Coordonner les jours de fermeture entre artisans, une idée qui fait son chemin

Publié le 04/09/2023 |

Si la crise énergétique a eu de multiples conséquences négatives sur la filière blé-farine-pain, elle aura placé les artisans boulangers-pâtissiers face à une réalité : après avoir passé des dizaines d'années à s'engager dans une voie productiviste, cherchant la croissance par l'extension des gammes ou des horaires d'ouverture, la priorité est devenue pour beaucoup d'améliorer les conditions d'exploitation de leurs entreprises. Les solutions en la matière ne sont pas extrèmement nombreuses : parmi elles, la plus explorée désormais est celle de fermer deux jours consécutifs par semaine.

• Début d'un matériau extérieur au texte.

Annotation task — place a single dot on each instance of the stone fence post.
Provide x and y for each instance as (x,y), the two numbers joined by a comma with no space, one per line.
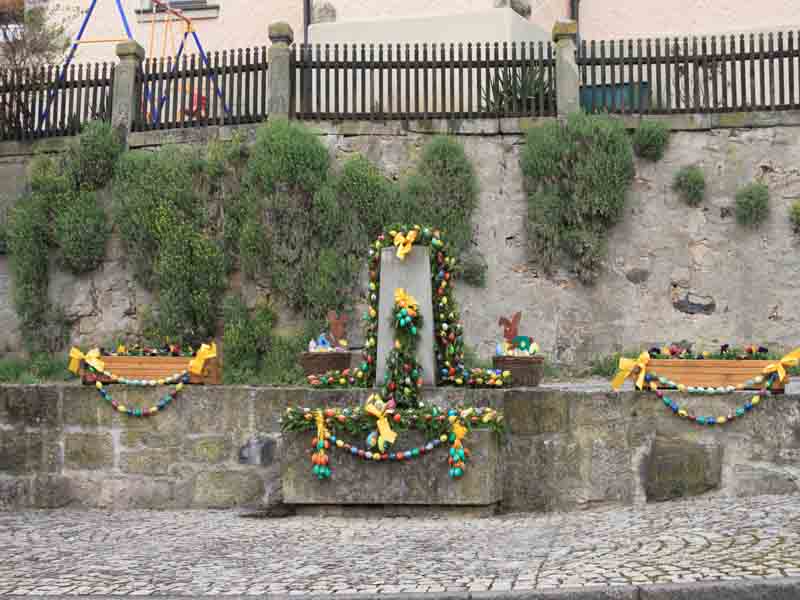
(127,95)
(568,81)
(281,36)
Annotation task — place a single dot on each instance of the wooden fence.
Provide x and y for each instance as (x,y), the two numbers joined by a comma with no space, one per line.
(422,81)
(691,75)
(233,88)
(36,103)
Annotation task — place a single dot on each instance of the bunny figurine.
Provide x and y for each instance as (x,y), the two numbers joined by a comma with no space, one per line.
(510,328)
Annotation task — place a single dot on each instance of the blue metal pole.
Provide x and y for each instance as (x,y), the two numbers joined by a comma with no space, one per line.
(204,58)
(124,20)
(163,99)
(46,111)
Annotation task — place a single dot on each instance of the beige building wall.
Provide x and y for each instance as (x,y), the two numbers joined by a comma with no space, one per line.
(242,23)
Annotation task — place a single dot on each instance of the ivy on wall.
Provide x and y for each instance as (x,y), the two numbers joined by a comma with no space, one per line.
(62,211)
(189,217)
(578,174)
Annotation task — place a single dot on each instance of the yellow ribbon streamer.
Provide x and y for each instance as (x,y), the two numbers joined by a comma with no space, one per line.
(91,358)
(626,368)
(404,243)
(322,430)
(790,360)
(205,353)
(385,431)
(405,299)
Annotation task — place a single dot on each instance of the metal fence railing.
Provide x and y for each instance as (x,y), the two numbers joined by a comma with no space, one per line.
(231,88)
(697,75)
(49,102)
(421,81)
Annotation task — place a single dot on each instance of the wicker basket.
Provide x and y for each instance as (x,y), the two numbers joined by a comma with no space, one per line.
(526,371)
(317,363)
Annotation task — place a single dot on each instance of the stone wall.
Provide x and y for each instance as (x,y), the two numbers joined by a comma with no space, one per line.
(221,447)
(673,272)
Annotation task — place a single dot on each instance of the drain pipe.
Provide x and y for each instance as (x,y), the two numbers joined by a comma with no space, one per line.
(574,14)
(307,19)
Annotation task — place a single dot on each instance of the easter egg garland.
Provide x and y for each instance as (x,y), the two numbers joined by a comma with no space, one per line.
(333,425)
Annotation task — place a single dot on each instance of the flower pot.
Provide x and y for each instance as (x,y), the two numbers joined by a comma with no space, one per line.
(712,373)
(526,371)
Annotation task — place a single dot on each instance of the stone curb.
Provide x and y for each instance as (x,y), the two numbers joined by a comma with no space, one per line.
(770,589)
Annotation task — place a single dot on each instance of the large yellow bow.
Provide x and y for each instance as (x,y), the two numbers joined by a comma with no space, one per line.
(405,300)
(404,243)
(205,353)
(790,360)
(322,430)
(385,432)
(91,358)
(626,367)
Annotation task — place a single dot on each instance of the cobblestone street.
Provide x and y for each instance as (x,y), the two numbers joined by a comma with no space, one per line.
(208,552)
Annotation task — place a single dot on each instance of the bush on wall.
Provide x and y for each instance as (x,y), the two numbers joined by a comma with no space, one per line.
(579,173)
(752,204)
(650,140)
(690,183)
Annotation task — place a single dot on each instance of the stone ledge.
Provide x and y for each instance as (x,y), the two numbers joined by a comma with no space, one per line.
(420,481)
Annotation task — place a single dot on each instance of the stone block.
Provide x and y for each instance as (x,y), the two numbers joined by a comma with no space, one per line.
(49,491)
(413,274)
(21,452)
(225,489)
(532,412)
(209,450)
(30,406)
(543,472)
(88,451)
(83,406)
(13,493)
(681,466)
(262,450)
(217,409)
(421,480)
(149,462)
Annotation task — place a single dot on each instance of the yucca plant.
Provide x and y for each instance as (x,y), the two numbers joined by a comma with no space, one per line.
(519,90)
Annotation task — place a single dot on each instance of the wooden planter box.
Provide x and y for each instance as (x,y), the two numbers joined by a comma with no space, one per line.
(154,367)
(712,373)
(318,363)
(526,371)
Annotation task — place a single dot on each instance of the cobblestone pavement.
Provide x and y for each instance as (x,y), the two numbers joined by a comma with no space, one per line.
(208,552)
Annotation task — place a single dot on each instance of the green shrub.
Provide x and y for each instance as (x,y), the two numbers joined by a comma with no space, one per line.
(752,204)
(690,183)
(28,249)
(191,274)
(81,233)
(153,191)
(287,157)
(650,140)
(91,160)
(40,368)
(794,216)
(578,173)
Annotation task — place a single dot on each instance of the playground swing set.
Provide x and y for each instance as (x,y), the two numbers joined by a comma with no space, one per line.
(198,103)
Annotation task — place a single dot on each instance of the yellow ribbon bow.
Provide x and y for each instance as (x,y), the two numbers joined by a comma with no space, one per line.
(405,299)
(385,432)
(460,431)
(790,360)
(322,430)
(91,358)
(205,353)
(404,243)
(626,367)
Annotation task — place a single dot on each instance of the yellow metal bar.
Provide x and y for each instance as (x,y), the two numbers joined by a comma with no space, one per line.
(103,41)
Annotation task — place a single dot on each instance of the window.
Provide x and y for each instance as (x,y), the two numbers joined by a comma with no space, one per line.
(196,9)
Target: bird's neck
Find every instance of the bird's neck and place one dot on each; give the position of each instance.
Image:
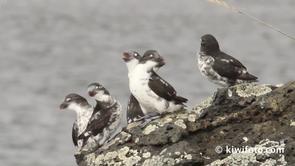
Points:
(103, 105)
(209, 50)
(83, 116)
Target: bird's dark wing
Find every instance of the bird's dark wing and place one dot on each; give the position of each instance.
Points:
(133, 110)
(163, 89)
(96, 124)
(75, 134)
(227, 66)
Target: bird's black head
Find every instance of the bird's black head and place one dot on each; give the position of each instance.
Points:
(209, 44)
(153, 56)
(131, 55)
(72, 100)
(95, 90)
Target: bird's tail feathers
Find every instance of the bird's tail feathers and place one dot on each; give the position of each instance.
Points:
(180, 100)
(249, 77)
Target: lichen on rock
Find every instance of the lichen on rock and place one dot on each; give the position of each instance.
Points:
(250, 116)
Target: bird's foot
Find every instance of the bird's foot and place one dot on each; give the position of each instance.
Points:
(148, 120)
(218, 96)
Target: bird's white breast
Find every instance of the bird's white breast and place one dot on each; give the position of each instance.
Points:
(149, 101)
(205, 64)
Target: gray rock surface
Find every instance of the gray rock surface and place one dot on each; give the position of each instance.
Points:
(242, 116)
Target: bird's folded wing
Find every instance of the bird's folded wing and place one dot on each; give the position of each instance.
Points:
(75, 134)
(161, 87)
(96, 124)
(228, 66)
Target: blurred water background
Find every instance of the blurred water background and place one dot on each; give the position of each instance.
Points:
(51, 48)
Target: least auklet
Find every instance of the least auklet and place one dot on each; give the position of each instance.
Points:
(108, 118)
(134, 112)
(219, 67)
(155, 95)
(84, 111)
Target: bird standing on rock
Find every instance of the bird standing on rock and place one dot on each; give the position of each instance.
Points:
(84, 111)
(219, 67)
(155, 95)
(134, 112)
(108, 118)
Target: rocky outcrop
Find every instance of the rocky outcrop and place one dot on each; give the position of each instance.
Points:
(246, 117)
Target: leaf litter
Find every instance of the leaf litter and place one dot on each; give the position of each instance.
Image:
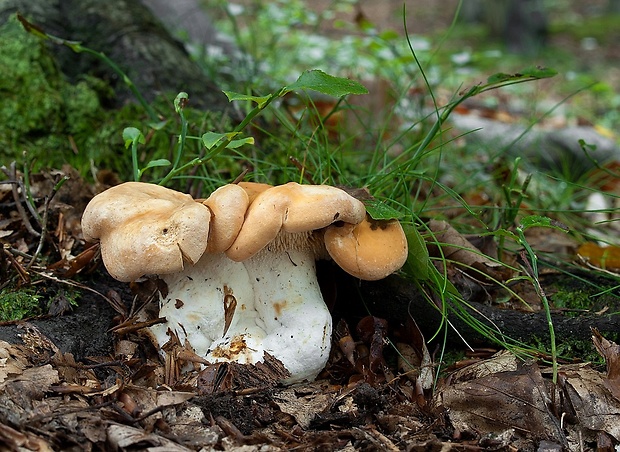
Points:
(379, 391)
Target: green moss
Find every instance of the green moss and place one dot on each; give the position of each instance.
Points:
(19, 303)
(39, 108)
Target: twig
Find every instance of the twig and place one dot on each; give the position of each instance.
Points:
(12, 175)
(46, 209)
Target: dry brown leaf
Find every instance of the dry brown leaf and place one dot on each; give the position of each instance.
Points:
(303, 403)
(504, 400)
(611, 352)
(593, 405)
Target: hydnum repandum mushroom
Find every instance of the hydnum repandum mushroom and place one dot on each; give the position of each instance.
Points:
(240, 265)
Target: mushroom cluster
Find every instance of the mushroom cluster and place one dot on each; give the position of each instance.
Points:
(240, 265)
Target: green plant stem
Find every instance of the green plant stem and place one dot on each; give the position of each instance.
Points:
(531, 261)
(222, 145)
(134, 161)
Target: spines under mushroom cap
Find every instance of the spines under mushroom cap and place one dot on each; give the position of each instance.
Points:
(292, 208)
(146, 229)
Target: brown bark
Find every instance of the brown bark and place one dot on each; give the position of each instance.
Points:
(128, 33)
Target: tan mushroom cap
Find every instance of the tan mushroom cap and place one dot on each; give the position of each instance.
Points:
(146, 229)
(370, 250)
(253, 189)
(292, 208)
(228, 205)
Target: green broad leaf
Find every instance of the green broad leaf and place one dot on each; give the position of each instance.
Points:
(157, 125)
(418, 260)
(542, 222)
(157, 162)
(234, 144)
(260, 100)
(380, 211)
(317, 80)
(180, 101)
(131, 135)
(211, 139)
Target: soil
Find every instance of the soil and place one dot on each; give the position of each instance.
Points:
(77, 381)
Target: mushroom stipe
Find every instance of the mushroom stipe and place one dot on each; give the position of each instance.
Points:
(240, 265)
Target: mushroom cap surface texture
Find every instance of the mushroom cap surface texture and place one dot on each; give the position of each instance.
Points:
(292, 208)
(370, 250)
(146, 229)
(228, 205)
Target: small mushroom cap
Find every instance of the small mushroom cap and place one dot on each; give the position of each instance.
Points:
(146, 229)
(292, 208)
(228, 205)
(370, 250)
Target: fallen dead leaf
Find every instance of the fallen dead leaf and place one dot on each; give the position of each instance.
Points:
(499, 401)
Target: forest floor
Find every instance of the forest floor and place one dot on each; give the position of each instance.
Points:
(83, 376)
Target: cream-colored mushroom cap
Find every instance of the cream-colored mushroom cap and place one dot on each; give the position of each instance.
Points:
(146, 229)
(370, 250)
(228, 205)
(292, 208)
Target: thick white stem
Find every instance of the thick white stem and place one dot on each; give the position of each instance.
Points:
(237, 311)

Nous sommes bien loin de l'ouverture 7j/7, à présent autorisée dans plusieurs départements français : à Coutances (Manche, 51), les neuf boulangeries se sont entendues afin de répartir leurs jours de fermeture, tout en accordant un jour de congé supplémentaire aux chefs d'entreprise ainsi qu'à leurs équipes. Une révolution pour des artisans tel que le couple Bellamy, à la tête du Chant du pain : depuis 25 ans, ils n'avaient qu'une seule journée de repos. La première raison de ce choix est économique : cesser de cuire du pain pendant une journée permet de faire baisser les factures d'énergie. Le choix est tout aussi vertueux sur le plan humain, améliorant l'attractivité du métier dont les horaires et la pénibilité découragent nombre de candidats.
Cependant, réaliser ce choix sans coordination pourrait avoir des effets de bord particulièrement négatifs sur le fonctionnement des entreprises : la répartition des jours de fermeture a toujours permis une ventilation de la clientèle entre les commerces. De plus, l'enjeu est de garantir à la clientèle la possibilité d'acheter du pain frais et artisanal du lundi au dimanche. La démarche responsable et solidaire des boulangers de Coutances démontre tout l'intérêt du collectif face à des crises durables : en sortant de la solitude dans laquelle ils sont souvent enfermés, les professionnels du pain peuvent développer de nouvelles solutions afin de faire vivre leur métier.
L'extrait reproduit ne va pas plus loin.